The FDNY's plan to start charging drivers who get into accidents is, how do we say this, not so popular in the City Council. Yesterday Fire Commissioner Salvatore Cassano went before the council at a budget hearing and was, pardon us, raked over the coals for the plan. Councilman Vincent Ignizio (R-S.I.) was particularly incensed over the idea calling it an accident tax that he hoped would be "dead on arrival."
Cassano doesn't seem to be too thrilled with the prospect but, well, he has to balance his budget and right now the cash-strapped department needs to cut $22.9 million. The plan to charge drivers, starting in July, $490 for crashes or fires with injuries, $365 for crashes without injures and $415 for car fires with no injuries would, in theory, cover $1 million of that deficit.
In the meantime, Peter Vallone (D-Queens) has introduced a bill that would ban fees like the ones planned, which is interesting since the FDNY initially went with the fee system since it wouldn't require Council approval.

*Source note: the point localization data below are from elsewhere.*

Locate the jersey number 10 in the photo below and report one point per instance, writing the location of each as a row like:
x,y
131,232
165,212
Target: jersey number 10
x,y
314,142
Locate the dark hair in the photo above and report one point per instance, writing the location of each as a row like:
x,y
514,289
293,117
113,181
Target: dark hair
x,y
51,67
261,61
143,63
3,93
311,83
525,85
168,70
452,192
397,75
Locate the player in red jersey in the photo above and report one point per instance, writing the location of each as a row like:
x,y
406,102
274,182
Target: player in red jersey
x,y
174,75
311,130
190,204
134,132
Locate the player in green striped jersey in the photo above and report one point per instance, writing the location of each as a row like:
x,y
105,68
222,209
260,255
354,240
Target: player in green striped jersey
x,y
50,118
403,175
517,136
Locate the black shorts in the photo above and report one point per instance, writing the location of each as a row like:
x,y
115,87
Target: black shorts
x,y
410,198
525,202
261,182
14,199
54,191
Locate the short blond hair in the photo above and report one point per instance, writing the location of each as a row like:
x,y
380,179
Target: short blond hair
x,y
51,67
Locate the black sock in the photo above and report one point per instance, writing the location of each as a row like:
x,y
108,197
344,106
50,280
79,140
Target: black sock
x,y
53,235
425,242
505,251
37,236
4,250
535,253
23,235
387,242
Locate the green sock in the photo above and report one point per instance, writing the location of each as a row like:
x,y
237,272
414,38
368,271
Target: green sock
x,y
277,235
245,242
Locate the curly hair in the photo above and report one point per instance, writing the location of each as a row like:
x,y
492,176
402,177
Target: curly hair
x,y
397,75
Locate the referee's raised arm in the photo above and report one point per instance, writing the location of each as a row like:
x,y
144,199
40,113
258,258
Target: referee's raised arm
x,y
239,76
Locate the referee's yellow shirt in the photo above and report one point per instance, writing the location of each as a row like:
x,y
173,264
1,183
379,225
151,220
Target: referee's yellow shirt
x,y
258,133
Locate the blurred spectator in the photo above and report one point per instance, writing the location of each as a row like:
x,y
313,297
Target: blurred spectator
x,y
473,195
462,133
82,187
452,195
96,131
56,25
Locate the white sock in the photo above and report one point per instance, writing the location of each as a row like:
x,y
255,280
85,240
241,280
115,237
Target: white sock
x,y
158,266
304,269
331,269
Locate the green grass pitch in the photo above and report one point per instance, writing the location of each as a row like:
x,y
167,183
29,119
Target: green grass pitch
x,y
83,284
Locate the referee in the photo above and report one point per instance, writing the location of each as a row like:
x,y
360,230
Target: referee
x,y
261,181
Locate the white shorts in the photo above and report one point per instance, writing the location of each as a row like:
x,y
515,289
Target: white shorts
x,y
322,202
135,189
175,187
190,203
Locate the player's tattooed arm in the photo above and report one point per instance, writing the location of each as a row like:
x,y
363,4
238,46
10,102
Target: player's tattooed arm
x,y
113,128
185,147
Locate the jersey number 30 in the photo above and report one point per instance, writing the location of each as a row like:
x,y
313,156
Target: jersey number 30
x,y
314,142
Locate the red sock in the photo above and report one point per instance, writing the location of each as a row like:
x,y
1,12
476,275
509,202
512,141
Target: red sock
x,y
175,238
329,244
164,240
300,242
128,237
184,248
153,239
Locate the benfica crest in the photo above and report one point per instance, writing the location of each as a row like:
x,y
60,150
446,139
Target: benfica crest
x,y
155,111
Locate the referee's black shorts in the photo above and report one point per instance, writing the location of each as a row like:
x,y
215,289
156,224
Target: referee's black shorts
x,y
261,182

Though the FDNY argues that these fees are becoming more common around the nation, council members counter that the places that charge for accidents don't also have income taxes like we do.
And the insurance companies that the FDNY says will likely be footing most of these bills anyway? Yeah, they aren't so much interested in that.
Meanwhile, other ways the department is looking to save money aren't really popular either. A plan to close 20 fire companies over night in order to save $15 million, in particular. The News quotes Cassano as saying "I'll consider any revenue-generating proposals before I close a fire company." Mmhmm. Also, considering 70% of of fire fatalities occur at night, which Cassano acknowledges, doesn't closing those companies at night seem a little, uh, risky?